School meals would also be reconfigured under the plan.
“We are looking to streamline things with the idea of safety and social distancing as much as possible,” business manager Michael Brennan said.
Breakfast will be served in “grab-and-go” style for all grade levels as soon as students get off the school bus in the morning. Lunches will be offered in a similar format, with students in kindergarten through grade 5 eating lunch in the classroom, grades 6-8 a combination of eating in their classroom and the cafeteria, and students in grades 9-12 will eat in the cafeteria at desks to encourage social distancing, Brennan said. All vending machines will be temporarily disabled.
The committee also offered recommendations on transportation and school buses.
“We are looking at masks on school buses at all times, and social distancing on the bus, with occupancy planned at 33-50% capacity, in assigned seating,” Brennan said.
Families will be asked to drive their student to school when possible to reduce the number of children on the bus, and family members will be asked to sit together. Parents and guardians will be asked to take students’ temperatures and monitor for symptoms prior to the student getting on the bus. Buses will also be cleaned between runs, Brennan said.
Parents will be asked to complete a transportation questionnaire to come up with the best plan for getting students to the school while maintaining social distancing protocols, Guntlow added.
The New York State Public High School Athletic Association will provide guidance on sports. The organization has its own task force and has determined that sports will be delayed until Sept. 21, when additional guidance will be provided by the governor’s office.
“The fall season has not been canceled; they have paused it until two weeks into the return to school,” Brennan said.
The fall regional state championships have already been canceled, he said.

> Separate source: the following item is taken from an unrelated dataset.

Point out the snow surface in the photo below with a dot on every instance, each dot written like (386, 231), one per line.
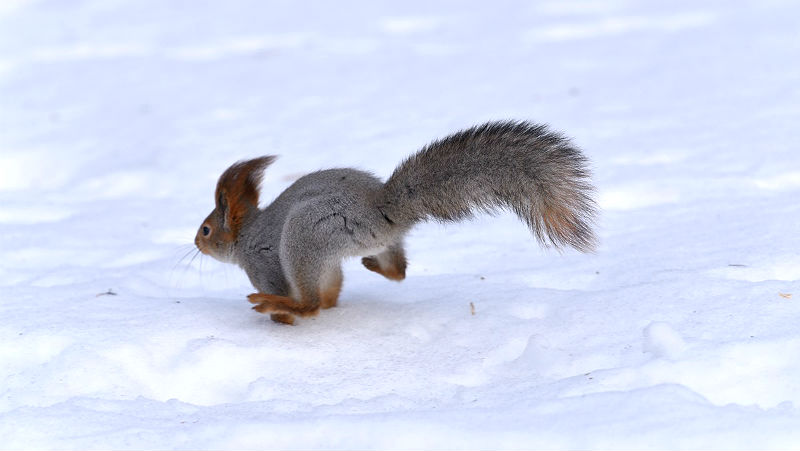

The Health and Safety Committee came up with numerous protocols, including students and faculty being required to wear face masks or coverings.

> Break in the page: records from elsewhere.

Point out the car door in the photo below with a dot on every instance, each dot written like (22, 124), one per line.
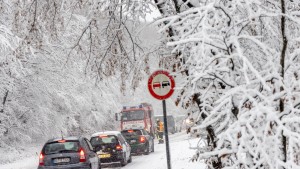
(91, 154)
(126, 145)
(149, 138)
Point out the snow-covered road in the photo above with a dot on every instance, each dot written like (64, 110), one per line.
(180, 157)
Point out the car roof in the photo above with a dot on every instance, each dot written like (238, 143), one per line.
(71, 138)
(107, 133)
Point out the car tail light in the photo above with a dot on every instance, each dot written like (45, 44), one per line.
(118, 147)
(142, 139)
(41, 159)
(82, 156)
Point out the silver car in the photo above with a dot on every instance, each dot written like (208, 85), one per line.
(68, 153)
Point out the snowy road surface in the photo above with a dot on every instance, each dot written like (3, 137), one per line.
(179, 149)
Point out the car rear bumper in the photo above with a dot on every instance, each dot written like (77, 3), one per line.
(115, 158)
(138, 148)
(70, 166)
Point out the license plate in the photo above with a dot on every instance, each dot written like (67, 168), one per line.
(61, 160)
(104, 155)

“There will be designated mask breaks throughout the day when it is safe and appropriate,” high school Assistant Principal Marcella Sanchez said. “We will also be doing health checks, and parents and guardians will need to screen their children for fever and other signs and symptoms of COVID-19 prior to getting on the bus.”
Visitors to all school buildings will be “limited greatly,” Sanchez said.
Social distancing will be maintained, and additional school supplies will be available so there is no sharing of equipment. Restrooms will be cleaned throughout the day, Sanchez said.
“Any gatherings, events and assemblies, and field trips at this time have been canceled. We are going to revisit this probably in late September when we see how the reopening goes,” Sanchez said. “We are not canceling everything for good, but we don’t think it is prudent to have those events happening given our current situation.”
Directional signs in corridors will instruct students where to walk, and windows will be kept open as much as possible to increase ventilation.
Playgrounds will be open and recess will give students a break during the day.
“We have been advised that playgrounds are low risk because they are outside, so we will be building in recess for kids. We think that is essential to get them out of the classroom,” Guntlow said.
More information about the preliminary reopening plan for the Ichabod Crane Central School District is available on the district’s website: www.ichabodcrane.org.